Interview: „Insgesamt ist die Lackindustrie sehr besorgt
Wie wirkt sich die aktuelle Situation auf die Farben- und Lackindustrie aus?
André Vieira de Castro: Unsere Branche ist vergleichsweise stark von einer Vielzahl von Rohstoffen abhängig. Die aktuelle Verknappung und der Preisanstieg betreffen leider die wichtigsten Rohstoffe. Und fast alle Rohstoffe sind von der aktuellen Situation betroffen.
Was ist in diesem Zusammenhang noch eine Herausforderung für die Branche?
Vieira de Castro: Um einen sicheren Transport unserer Produkte zu gewährleisten, müssen diese angemessen verpackt werden.
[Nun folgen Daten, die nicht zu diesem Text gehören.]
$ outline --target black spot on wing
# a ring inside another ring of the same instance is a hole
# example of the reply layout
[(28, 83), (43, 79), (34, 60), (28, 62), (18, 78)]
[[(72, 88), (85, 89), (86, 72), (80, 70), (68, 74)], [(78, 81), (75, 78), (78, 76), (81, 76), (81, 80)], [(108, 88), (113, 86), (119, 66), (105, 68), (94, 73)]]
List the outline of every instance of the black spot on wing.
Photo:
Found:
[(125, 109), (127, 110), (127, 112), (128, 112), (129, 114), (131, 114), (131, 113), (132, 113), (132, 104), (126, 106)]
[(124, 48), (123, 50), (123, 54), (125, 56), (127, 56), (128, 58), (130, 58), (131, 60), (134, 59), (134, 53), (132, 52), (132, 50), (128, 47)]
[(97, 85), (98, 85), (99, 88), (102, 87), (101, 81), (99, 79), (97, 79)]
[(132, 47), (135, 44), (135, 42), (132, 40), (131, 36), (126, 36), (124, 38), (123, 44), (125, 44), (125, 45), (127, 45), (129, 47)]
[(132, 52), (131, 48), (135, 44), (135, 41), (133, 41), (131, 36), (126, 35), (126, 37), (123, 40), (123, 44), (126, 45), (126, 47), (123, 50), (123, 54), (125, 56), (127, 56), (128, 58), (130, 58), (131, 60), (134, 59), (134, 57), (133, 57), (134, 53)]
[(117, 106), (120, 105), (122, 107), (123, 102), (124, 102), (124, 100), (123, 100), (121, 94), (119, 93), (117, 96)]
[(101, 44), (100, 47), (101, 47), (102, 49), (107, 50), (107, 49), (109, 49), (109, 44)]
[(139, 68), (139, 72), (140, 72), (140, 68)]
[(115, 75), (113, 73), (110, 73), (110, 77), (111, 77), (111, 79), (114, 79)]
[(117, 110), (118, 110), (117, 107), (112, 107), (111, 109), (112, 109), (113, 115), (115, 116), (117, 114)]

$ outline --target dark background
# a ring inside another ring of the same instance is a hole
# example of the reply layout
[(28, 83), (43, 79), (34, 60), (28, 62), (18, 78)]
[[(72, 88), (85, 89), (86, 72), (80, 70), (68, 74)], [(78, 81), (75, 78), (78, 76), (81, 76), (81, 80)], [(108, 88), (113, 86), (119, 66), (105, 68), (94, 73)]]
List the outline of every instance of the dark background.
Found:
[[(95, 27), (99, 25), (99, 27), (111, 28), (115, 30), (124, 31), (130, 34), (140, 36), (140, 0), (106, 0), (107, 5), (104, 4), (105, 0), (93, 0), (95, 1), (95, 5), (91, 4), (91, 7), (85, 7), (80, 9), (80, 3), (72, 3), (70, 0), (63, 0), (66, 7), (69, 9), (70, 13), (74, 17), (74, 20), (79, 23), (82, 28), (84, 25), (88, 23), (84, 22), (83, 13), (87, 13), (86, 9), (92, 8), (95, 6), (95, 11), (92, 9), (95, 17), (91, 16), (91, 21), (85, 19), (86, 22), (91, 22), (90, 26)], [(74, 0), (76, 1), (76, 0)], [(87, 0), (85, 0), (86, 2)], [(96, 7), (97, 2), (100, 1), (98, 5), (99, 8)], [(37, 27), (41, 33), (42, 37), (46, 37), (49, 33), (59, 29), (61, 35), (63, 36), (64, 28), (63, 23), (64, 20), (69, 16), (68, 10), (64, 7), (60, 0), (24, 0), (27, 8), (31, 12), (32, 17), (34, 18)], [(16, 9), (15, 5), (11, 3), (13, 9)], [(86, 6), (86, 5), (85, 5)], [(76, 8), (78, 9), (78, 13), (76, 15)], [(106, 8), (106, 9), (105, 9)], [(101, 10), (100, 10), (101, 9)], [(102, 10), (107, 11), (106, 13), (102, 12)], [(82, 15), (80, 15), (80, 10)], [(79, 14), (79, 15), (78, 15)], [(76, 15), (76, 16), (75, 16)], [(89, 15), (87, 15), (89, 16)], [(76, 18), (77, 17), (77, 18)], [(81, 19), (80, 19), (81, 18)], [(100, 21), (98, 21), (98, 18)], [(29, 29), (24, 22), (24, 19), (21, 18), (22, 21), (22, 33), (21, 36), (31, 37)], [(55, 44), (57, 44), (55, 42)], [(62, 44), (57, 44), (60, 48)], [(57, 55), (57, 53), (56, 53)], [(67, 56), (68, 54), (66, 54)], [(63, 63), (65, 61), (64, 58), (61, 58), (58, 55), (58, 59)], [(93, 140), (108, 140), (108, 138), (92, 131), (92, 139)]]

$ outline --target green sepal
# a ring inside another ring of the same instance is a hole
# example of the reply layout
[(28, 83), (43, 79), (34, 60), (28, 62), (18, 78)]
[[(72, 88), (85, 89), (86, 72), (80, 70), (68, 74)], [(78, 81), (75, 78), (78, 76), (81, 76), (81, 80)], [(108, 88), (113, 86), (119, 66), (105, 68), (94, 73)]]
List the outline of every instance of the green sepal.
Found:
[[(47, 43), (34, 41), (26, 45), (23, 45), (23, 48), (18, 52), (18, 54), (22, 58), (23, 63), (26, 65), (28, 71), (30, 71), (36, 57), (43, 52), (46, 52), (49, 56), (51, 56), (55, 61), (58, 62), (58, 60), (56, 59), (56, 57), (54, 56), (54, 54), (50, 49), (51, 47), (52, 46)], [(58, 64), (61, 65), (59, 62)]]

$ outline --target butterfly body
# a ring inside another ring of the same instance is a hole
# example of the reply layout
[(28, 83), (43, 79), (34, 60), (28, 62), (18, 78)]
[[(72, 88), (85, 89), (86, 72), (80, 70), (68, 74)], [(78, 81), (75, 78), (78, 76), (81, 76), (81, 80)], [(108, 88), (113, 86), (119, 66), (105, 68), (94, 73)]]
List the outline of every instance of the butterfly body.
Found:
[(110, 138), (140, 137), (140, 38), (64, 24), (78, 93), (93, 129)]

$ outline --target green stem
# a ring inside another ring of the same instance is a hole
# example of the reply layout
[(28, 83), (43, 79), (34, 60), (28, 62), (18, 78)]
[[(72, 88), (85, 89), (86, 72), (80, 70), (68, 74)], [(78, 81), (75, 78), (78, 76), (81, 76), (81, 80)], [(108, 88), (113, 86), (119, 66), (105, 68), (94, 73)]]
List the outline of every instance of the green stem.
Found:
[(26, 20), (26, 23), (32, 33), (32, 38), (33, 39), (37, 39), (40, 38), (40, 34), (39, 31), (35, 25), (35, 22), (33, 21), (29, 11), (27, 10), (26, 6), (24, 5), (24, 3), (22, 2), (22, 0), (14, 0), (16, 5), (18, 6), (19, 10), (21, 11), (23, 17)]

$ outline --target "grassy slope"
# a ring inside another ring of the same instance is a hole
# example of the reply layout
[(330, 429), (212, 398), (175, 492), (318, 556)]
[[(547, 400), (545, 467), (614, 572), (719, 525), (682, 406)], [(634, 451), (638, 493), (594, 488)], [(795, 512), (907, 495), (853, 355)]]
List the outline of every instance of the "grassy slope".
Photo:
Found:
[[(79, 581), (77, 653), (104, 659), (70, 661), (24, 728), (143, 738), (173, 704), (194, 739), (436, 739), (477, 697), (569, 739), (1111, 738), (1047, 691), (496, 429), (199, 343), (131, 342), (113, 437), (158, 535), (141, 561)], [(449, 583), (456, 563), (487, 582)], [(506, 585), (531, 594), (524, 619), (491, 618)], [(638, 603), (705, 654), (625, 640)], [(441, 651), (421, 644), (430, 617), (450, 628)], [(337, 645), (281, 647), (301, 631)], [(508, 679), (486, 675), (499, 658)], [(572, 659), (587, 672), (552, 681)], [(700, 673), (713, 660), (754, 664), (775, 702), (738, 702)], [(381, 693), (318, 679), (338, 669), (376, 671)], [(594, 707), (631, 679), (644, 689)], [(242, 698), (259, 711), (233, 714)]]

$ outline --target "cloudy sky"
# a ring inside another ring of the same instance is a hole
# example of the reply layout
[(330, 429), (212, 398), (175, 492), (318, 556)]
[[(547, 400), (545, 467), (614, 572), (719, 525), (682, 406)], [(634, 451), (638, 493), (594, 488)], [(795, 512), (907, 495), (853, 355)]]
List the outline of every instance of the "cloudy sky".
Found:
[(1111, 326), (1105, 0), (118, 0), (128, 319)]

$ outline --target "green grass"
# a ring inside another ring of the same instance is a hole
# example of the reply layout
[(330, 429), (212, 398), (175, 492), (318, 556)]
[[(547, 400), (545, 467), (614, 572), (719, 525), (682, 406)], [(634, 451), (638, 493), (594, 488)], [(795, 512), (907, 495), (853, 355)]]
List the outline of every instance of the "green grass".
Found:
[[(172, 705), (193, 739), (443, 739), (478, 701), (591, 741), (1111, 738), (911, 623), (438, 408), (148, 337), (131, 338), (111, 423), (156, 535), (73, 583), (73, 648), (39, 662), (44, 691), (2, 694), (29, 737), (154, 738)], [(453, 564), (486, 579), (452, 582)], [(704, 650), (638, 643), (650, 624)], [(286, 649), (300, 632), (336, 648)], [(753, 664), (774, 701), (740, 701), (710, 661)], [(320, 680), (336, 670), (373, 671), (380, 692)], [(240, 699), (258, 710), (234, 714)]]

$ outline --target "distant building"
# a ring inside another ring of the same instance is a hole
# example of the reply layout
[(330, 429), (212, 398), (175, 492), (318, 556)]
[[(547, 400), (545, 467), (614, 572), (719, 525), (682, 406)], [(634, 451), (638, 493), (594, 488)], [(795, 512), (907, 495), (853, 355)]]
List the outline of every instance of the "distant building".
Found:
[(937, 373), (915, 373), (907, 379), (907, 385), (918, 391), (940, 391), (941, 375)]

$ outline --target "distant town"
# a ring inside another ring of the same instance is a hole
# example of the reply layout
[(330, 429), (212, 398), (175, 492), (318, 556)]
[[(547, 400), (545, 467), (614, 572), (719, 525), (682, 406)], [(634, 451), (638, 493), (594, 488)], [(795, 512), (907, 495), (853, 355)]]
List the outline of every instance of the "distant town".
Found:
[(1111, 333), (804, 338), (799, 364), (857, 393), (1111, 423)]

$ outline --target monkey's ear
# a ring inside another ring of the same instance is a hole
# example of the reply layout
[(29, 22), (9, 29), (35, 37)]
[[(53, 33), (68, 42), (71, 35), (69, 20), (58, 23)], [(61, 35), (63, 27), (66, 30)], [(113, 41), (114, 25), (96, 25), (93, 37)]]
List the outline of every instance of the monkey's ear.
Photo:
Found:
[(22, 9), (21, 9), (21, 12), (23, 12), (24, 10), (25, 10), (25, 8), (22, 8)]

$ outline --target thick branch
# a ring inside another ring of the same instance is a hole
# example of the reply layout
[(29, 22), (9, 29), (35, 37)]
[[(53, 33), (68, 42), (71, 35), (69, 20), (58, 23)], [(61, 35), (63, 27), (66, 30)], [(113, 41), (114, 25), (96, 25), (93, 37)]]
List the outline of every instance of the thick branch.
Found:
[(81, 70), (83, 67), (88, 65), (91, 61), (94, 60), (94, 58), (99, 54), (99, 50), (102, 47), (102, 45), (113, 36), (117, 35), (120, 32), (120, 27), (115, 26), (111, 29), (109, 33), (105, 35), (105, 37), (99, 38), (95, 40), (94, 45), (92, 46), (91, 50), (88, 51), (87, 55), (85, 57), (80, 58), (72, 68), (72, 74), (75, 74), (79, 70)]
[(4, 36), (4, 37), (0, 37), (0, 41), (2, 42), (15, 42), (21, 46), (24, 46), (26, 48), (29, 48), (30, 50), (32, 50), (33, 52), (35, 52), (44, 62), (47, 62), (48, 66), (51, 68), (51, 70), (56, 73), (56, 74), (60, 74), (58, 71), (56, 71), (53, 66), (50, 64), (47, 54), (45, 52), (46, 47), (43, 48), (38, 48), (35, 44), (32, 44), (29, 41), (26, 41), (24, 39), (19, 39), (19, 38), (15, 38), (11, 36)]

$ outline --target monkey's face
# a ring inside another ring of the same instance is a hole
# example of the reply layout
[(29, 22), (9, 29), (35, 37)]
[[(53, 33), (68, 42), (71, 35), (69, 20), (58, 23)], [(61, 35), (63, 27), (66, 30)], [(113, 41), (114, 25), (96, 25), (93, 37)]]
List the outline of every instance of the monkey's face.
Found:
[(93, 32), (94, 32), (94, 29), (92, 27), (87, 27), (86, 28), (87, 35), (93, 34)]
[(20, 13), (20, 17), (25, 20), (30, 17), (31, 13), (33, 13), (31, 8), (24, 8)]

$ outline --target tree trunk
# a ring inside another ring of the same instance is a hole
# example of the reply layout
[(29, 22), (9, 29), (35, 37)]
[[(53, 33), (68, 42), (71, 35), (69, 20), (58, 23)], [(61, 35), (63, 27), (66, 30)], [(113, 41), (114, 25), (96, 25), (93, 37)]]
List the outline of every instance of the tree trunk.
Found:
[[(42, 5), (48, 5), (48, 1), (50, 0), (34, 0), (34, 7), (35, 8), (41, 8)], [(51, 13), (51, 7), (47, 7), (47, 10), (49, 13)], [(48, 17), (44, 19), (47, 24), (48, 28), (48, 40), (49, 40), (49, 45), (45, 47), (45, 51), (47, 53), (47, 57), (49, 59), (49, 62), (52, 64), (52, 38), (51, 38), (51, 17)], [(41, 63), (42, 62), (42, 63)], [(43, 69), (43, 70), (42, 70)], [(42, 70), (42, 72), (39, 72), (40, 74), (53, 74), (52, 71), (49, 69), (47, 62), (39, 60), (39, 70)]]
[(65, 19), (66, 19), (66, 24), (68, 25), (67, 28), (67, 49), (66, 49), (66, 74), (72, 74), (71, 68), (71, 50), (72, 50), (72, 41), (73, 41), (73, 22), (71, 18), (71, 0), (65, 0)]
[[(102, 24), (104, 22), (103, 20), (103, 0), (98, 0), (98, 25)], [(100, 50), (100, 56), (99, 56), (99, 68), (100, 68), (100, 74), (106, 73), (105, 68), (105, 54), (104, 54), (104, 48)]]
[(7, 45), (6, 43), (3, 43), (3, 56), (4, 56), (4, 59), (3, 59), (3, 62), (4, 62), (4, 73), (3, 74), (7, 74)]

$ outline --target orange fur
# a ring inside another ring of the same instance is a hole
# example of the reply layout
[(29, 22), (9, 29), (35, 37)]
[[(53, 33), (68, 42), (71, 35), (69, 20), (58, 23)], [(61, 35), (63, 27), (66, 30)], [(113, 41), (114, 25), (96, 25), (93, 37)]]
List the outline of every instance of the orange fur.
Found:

Da Kunststoffpolymere und Weißblech knapp sind, haben wir es mit zusätzlichen Kostentreibern zu tun. Auf der Importseite ist die Situation noch schlimmer. Die Industrie bezieht viele Rohstoffe per Container aus Asien. Allerdings führte die Covid-19-Pandemie zu einer unregelmäßigen Nachfrage im internationalen Handel, was sich auf die Containerbewegungen auswirkte.
Die derzeitige weltweite Knappheit an Containern an den richtigen Stellen hat zu einem starken Anstieg der Transportkosten geführt: Die Preise für Container zwischen China und Europa sind seit dem vierten Quartal 2020 um mehr als 400 % gestiegen.
Was bedeutet die Situation für die Wettbewerbsfähigkeit Europas?
Vieira de Castro: Insgesamt ist die Lackindustrie sehr besorgt über die Entwicklung des derzeitigen Ungleichgewichts zwischen Angebot und Nachfrage. Wir verfolgen aufmerksam die Entwicklungen in der Lieferkette, die aufgrund ihrer globalen Natur von vielen verschiedenen Faktoren beeinflusst werden kann, darunter geopolitische, logistische, preisliche und kapazitätsbezogene Komponenten. Während die Lackindustrie versucht, mit den derzeitigen Unsicherheiten so gut wie möglich fertig zu werden, sollte der Druck des Weltmarktes den europäischen Entscheidungsträgern zu denken geben. Während mehr Nachhaltigkeit unbestreitbar der Weg in die Zukunft ist, sollte der globale Wettbewerb bei den Maßnahmen des EU Green Deal nicht ignoriert werden.
Europas allumfassende Wachstumsstrategie wird das EU-Chemikalienrecht tiefgreifend überarbeiten, obwohl es bereits die strengste Chemikaliengesetzgebung der Welt hat. Da der Anteil der europäischen Chemieindustrie an der globalen Industrie immer kleiner wird, ist es für Europa unerlässlich, eine starke Chemieindustrie mit Fabriken in Europa zu haben, um unabhängiger zu sein, da sonst die europäische Wirtschaft insgesamt gefährdet ist.